Note: This bug is displayed in read-only format because the product is no longer active in Red Hat Bugzilla.

Bug 1534950

Summary: [Backup restore API] Start VM, with attached snapshot disk on block based storage, fails on libvirtError
Product: [oVirt] vdsm Reporter: Elad <ebenahar>
Component: CoreAssignee: Eyal Shenitzky <eshenitz>
Status: CLOSED CURRENTRELEASE QA Contact: Elad <ebenahar>
Severity: high Docs Contact:
Priority: unspecified    
Version: 4.20.13CC: amureini, bugs, ebenahar, nsoffer, tnisan
Target Milestone: ovirt-4.2.1Keywords: Automation, Regression
Target Release: ---Flags: rule-engine: ovirt-4.2+
rule-engine: blocker+
Hardware: x86_64   
OS: Unspecified   
Whiteboard:
Fixed In Version: v4.20.16 Doc Type: If docs needed, set a value
Doc Text:
Story Points: ---
Clone Of: Environment:
Last Closed: 2018-02-12 11:46:36 UTC Type: Bug
Regression: --- Mount Type: ---
Documentation: --- CRM:
Verified Versions: Category: ---
oVirt Team: Storage RHEL 7.3 requirements from Atomic Host:
Cloudforms Team: --- Target Upstream Version:
Embargoed:
Bug Depends On:    
Bug Blocks: 1526815    
Attachments:
Description Flags
logs
none
logs-RHEL7.4
none
logs-with fix none

Description Elad 2018-01-16 10:47:47 UTC
Created attachment 1381944 [details]
logs

Description of problem:
Basic backup restore API scenario of VM start while it has a snapshot disk attached fails with an unsupported configuration libvirt error.

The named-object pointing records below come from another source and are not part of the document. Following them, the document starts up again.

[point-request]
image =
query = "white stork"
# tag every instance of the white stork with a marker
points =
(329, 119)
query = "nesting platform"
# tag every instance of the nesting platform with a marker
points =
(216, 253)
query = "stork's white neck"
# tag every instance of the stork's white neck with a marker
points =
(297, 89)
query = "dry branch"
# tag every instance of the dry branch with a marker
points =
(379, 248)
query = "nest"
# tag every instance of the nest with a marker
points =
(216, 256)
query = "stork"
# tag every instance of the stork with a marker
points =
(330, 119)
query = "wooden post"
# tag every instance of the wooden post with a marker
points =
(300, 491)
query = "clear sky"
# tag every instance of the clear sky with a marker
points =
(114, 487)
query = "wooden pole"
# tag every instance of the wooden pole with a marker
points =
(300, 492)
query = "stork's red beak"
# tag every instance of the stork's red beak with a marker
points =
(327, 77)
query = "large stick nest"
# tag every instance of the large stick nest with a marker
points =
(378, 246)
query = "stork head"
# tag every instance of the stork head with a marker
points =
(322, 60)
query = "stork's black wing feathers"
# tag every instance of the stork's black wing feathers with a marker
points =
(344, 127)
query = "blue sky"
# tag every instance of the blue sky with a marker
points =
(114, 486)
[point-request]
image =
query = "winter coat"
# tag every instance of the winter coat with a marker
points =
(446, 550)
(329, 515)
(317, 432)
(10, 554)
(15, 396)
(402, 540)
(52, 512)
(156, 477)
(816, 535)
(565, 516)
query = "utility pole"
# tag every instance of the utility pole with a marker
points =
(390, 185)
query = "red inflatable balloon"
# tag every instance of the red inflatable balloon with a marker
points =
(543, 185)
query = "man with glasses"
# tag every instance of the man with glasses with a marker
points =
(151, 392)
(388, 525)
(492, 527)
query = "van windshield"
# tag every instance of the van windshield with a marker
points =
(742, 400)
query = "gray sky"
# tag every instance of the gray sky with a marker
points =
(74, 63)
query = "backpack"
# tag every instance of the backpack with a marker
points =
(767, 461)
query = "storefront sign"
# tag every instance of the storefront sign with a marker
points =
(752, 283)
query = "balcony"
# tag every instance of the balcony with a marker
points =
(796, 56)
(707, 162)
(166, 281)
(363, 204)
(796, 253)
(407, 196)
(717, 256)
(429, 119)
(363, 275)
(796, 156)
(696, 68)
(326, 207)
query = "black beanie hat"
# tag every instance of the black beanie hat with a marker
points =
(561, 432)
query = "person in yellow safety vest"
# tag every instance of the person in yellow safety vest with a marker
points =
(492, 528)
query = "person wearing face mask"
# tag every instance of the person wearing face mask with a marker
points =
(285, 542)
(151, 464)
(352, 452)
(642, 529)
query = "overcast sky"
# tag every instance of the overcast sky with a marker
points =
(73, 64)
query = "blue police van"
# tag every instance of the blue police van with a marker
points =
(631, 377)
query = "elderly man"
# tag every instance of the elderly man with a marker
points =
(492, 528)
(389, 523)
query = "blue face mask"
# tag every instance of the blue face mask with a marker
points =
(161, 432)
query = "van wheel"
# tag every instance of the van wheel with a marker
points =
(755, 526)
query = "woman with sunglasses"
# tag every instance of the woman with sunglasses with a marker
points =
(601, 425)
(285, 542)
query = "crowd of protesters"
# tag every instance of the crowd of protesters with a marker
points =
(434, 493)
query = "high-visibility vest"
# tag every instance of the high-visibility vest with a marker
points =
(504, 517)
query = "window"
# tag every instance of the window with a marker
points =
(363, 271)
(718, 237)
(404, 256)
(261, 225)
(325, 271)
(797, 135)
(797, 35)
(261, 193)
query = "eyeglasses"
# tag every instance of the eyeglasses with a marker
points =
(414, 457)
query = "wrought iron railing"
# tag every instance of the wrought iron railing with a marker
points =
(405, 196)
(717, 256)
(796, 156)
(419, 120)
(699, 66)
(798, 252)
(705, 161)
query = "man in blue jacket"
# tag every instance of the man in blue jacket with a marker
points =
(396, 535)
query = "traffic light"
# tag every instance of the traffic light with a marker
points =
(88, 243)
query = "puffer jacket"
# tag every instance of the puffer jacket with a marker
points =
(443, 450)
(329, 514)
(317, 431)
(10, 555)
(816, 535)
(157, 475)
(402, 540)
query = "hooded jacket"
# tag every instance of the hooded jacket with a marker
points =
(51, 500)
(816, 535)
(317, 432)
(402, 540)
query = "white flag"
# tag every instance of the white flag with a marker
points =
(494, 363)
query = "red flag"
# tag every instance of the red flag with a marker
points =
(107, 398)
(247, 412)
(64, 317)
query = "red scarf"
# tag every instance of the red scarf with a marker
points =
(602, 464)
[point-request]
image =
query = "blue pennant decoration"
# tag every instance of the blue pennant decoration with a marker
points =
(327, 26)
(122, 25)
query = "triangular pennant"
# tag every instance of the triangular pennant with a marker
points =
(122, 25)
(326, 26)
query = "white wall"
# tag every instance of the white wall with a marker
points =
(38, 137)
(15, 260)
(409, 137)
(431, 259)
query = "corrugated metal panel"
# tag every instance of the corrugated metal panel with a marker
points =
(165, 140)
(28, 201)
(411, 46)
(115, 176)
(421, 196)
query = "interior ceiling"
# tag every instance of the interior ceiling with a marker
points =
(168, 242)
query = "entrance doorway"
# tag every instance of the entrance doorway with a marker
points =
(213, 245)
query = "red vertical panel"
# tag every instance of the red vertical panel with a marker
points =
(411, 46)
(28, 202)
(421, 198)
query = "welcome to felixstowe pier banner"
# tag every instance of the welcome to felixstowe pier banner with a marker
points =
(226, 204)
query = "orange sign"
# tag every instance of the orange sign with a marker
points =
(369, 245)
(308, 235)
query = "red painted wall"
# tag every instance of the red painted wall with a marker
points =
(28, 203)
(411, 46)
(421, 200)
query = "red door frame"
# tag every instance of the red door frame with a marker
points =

Version-Release number of selected component (if applicable):
vdsm-4.20.13-1.el7ev.x86_64
libvirt-3.9.0-7.el7.x86_64
qemu-kvm-rhev-2.10.0-16.el7.x86_64
sanlock-3.6.0-1.el7.x86_64
selinux-policy-3.13.1-183.el7.noarch
kernel - 3.10.0-823.el7.x86_64 #1 SMP Wed Dec 13 21:17:45 EST 2017 x86_64 x86_64 x86_64 GNU/Linux
RHEL 7.5


How reproducible:
Always

Steps to Reproduce:
1. Create VM (source VM) with disk attached (storage type doesn't matter)
2. Create a snapshot for the source VM
3. Create a second VM (backup VM)
4. Attach the backup disk snapshot of source VM to the backup VM (via REST)
5. Start backup VM

Actual results:

Start backup VM fails:


2018-01-16 11:16:32,161+02 ERROR [org.ovirt.engine.core.dal.dbbroker.auditloghandling.AuditLogDirector] (EE-ManagedThreadFactory-engine-Thread-1768) [] EVENT_ID: USER_FAILED_RUN_VM(54), Failed to run VM backup_v
m_TestCase6178_1611152802 (User: admin@internal-authz).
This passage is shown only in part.